Als ich wieder auf meinem Platz sitze, muss ich an das Leben des Brian denken. Die Steinigungsszene: „Kann es sein, das Weibsvolk anwesend ist?? Nein, nein, nein….Und muss lachen. Weibsvolk ist doch an Bord!

Seltsam

so ohne Patienten. Ohne Arbeit. Urlaub.  Langelange drauf gefreut. Keine Frühbesprechung, keine Sofortkonsile, keine A40, keine A3, kein rosarotes Schloss Oberhausen, kein Gasometer, keine Middlesbrough Brücke, kein flacher Niederrhein, keine einsamen dunklen Pferde an der Ausfahrt Wesel/Schermbeck. Keine 130 Km pro Tag, keine 200 km/h auf der Autobahn.

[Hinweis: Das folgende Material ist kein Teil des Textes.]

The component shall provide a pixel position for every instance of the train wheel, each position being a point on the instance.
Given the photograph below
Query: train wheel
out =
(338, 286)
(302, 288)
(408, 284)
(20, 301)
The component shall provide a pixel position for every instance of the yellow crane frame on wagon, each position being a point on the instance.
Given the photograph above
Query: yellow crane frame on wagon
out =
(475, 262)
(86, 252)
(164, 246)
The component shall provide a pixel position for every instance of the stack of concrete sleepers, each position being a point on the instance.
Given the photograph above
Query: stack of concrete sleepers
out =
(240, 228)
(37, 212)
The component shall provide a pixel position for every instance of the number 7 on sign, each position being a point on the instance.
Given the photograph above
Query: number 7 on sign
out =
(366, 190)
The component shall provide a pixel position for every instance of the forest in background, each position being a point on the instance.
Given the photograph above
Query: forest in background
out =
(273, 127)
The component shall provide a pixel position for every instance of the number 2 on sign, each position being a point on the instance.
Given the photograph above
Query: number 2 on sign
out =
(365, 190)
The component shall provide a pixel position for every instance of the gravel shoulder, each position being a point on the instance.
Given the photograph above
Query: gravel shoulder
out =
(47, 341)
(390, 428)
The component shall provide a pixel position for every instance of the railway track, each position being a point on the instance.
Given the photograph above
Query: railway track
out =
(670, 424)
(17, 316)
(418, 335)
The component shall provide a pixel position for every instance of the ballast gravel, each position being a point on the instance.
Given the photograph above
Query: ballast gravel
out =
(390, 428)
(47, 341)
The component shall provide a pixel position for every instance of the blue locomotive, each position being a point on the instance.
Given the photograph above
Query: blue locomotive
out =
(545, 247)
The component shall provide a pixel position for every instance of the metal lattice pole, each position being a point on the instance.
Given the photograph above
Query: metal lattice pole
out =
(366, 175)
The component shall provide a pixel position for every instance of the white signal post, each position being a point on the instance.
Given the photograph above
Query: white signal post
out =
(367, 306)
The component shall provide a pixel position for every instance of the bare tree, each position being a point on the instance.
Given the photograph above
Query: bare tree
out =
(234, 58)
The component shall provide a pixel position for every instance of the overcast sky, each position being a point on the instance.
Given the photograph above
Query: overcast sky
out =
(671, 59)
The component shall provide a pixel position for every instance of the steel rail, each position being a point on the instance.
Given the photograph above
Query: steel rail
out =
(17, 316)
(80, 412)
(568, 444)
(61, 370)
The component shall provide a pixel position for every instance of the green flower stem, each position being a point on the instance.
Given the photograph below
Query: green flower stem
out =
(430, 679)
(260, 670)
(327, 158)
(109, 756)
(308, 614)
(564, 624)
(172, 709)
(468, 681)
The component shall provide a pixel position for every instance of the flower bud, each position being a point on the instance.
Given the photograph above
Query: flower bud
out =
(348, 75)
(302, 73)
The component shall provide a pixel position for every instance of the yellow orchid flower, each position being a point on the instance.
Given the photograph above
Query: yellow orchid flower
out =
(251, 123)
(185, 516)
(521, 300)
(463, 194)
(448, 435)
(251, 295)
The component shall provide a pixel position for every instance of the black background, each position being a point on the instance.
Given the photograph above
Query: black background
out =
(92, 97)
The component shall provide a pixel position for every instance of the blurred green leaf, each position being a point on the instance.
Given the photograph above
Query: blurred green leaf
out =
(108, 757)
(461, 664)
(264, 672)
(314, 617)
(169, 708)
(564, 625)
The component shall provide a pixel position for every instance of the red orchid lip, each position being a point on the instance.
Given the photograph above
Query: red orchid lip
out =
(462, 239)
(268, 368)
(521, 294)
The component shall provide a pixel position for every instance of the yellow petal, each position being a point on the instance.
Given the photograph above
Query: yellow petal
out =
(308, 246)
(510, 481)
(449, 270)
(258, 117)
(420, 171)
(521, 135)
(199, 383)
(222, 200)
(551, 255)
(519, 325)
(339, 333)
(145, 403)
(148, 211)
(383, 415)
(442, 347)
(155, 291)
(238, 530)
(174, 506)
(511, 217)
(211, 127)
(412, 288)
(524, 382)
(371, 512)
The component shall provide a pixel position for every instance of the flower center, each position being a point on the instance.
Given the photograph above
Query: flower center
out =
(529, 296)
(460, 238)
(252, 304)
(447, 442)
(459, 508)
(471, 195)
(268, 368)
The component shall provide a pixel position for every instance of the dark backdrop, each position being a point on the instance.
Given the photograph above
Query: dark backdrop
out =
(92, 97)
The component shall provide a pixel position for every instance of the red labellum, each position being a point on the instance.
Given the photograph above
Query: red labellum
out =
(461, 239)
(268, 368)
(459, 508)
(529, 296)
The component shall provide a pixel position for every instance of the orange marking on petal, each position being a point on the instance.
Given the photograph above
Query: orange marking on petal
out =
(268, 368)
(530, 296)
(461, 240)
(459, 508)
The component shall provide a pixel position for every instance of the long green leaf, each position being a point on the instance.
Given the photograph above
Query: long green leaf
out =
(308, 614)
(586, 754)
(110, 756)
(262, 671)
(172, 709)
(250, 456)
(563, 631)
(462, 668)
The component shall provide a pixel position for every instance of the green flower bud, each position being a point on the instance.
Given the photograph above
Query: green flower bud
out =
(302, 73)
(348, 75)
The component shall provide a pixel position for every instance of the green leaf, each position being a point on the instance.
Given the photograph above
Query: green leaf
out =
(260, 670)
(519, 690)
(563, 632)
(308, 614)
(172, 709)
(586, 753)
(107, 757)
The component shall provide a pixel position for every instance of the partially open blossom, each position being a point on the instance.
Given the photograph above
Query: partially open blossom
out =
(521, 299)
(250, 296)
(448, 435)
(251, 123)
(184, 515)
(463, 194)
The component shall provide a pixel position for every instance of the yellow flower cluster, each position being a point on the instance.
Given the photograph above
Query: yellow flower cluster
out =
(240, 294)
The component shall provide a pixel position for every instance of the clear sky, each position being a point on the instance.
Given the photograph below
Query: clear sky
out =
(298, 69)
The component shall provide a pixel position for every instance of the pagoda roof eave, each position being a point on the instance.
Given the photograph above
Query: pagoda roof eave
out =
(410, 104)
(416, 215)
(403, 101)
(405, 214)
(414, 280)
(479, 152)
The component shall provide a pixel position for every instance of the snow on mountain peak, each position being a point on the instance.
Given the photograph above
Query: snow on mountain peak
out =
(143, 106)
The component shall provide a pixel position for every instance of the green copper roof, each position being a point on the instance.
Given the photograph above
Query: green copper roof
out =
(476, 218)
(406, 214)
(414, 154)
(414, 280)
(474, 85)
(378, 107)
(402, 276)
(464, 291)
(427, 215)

Ausschlafen habe ich anscheinend verlernt. Mein innerer Wecker ist auf 5 Uhr programmiert. Und dann werde ich wach. Auch ohne äußeren Wecker.

Es ist ruhig. Die Vögel sind wach und schwätzen eifrig.  Die Cappuccino Katze patroulliert schon wachsam. Sie hat ein Glöckchen um, so dass die Vögel gewarnt werden, wenn sie sich anschleicht. Meine Nachbarn fahren zur Arbeit. Ich höre den großen Jeep und den kleinen roten Mini. Ich habe endlich mal Zeit auf meinen Garten zu gucken. Den sehe ich sonst nur im Dunklen. Ich entdecke Riesenlöwenzahn. Mutation? Nein, wahrscheinlich nur meine Faulheit. Löwenzahn scheint mich nie  zu verlassen. Die Pfingstrosen beginnen zu blühen. In Gelb! Habe ich noch nie gesehen.

Ein freier Tag liegt vor mir. Endlos. Weit.  Gut.  Badminton, um 9 Uhr im Fitness Camp.  Nicht so teuer. Sehr angenehme Erfahrung. Sonst ist es doppelt so teuer. Als Berufstätiger scheintmanja nur gearscht zu sein. Drop geht heute besser. 

Bei Bauer Ridder ist so leer, ich kann in Ruhe gucken. Mit der Bedienung freundlich reden. Erdbeerprosecco kaufen für heute Abend. Nägel in Mädchenrosa lackieren. Erster Urlaubstag.  In der Antropstrasse bekomme ich Parkplätze. Keine Termine.

Als wäre es eine neue Welt. 😉

Ich schaff den drop nicht

Badminton sieht so leicht und mühelos aus. Istesabernicht.

Viel Arbeit nach der Arbeit, Tonnen durchgeschwitzter Shirts und verbrauchter Geduld, Socken, Blasen an den Händen, zwei zerbrochene Schläger und 1000e zerfledderte Federbälle. Ergebnis nach drei Monaten: Die meisten Grundschläge kann kenne ich jetzt.  Clear geht gut, drive und smash ebenfalls. Draufhauen geht immer gut. Das satte Geräusch, wenn ich den Ball gut treffe, könnte ich mir glatt als Klingelton laden. Das Laufen ist ein µ schneller geworden. Aber ich werde wohl immer eine „ruhige“ Läuferin sein. Das heißt, ich stehe dort wie festgenagelt.

Aber an dem drop, dem gefühlvollen langen Schlag, der trotzdem kurz hinter dem Netz landet, arbeite ich mir die Arme ab. Von zehn Schlägen funktionieren zwei. Es kann wahrscheinlich jeder 8 jährige besser als ich. Muss ich den überhaupt können? Wozu brauch ich den? Zum Verzweifeln.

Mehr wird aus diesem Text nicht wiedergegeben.